Tuesday, May 13, 2008

What To Do About Apple?

I'm thinking a lot about Apple (AAPL) lately. My small sum invested in it in 1999 and 2000 grew up to the biggest position in my portfolio (more than 1600% gain). I know, I know, if I did it by classic Jim Cramer book, I'd have to sell half after first double. Yeah, right, I'd lose thousands of dollars of upside. I don't follow Jim blindly, even though his advice made me many thousands. I have different investment philosophy: don't look at where have the stock been, look where it's going. In short, I constantly reevaluate my positions, and stocks I consider as candidates to portfolio. No matter if I already made a lot on the stock, if I think it's going up, I'm keeping it. No matter if I lost or didn't make enough, I sell it if I see problems with it.

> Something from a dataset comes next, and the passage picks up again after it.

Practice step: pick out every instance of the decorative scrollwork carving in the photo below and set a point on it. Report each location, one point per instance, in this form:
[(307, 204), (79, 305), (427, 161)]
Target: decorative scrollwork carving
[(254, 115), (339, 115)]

OK, sorry for a longish introduction. Now, where Apple is now?
Computer sales are up. Huge! Market share is amazing! By some estimates, during last Christmas season Macs accounted for 14% of PC sales. There was some report lately with 19% number, I don't believe it until I see confirmation.
iPod sales are flat or a little bit down. Unit sales are up, but prices are down.
iPhone sales are huge. It's a new product and it sells better than hot cakes.
Accounting practice is excellent. Revenue is recognized by fact. Compare that to some companies (Microsoft, for example) where revenue is recognized when product is "shipped". In case of iPhone, Apple doesn't even recognize real money already received, spreading it through future couple of years.

Now, possible headwinds.

Steve Jobs is a very big part of Apple. I estimate that Steve is worth about half of the company. In other words, if Apple loses Jobs for some reason, stock is going to lose about half of it's price.
Market saturation. It's here for iPod. No growth visible here. It's strange to me, because I thought that world is not saturated yet, unlike US. But something else is going on here. Maybe cheap music players are better accepted outside of US?
Market saturation for Macs. Not there yet. But pretty close. Apple competes great at high level. And it makes a lot of sense: for the last 20 years at least, Apple computers were engineered better, had better driver support and customer support than anything else. These things matter for those who pays $1500 for a desktop or a laptop. Those who pay $500? They don't care. They only want basic functions anyway. Linux suits them just fine, most of them just don't know it. Yet. So I'm afraid that Apple market share in personal computers can't ever get over 25%. Maybe 40% if Apple can seriously get into enterprise. The difference between 19% and 25% is negligible, between 25% and 40% not as big as it seems. Much less significant than difference between 3% and 14%.
Market saturation for iPhones. We'll get there. Fast. It's amazing how fast cellphone market gets saturated, despite huge growth. Maybe we'll see couple more years of explosive iPhone growth. Three years would be unheard success.
Proprietary technology. Most people assume that OS (stands for operating system) lock-in (for Macs and iPhone) is a good thing. It is, to a point. It is good while you have the ability and resources to develop OS. Somewhat improved for Apple by the fact that base of Apple OS is actually a free OS developed in Berkeley (FreeBSD). But proprietary software is quickly becoming past. No company has resources to develop really big closed source software product. Microsoft Vista is a good example. Apple is trying to make iPhone OS even more closed, to the point that Apple will decide what applications can be run on the device. Yeah, right. Millions of hackers are working against Apple on that, Apple just doesn't have resources to outwit all of them. Proprietary software is a weakness of Apple, not a strength.

I'm not sure yet how it all plays out. I thought of reducing my position in 2005, when I "only" had about 500% gain on it. Decided to wait, wisely. Let's see if Apple can continue to innovate at current pace.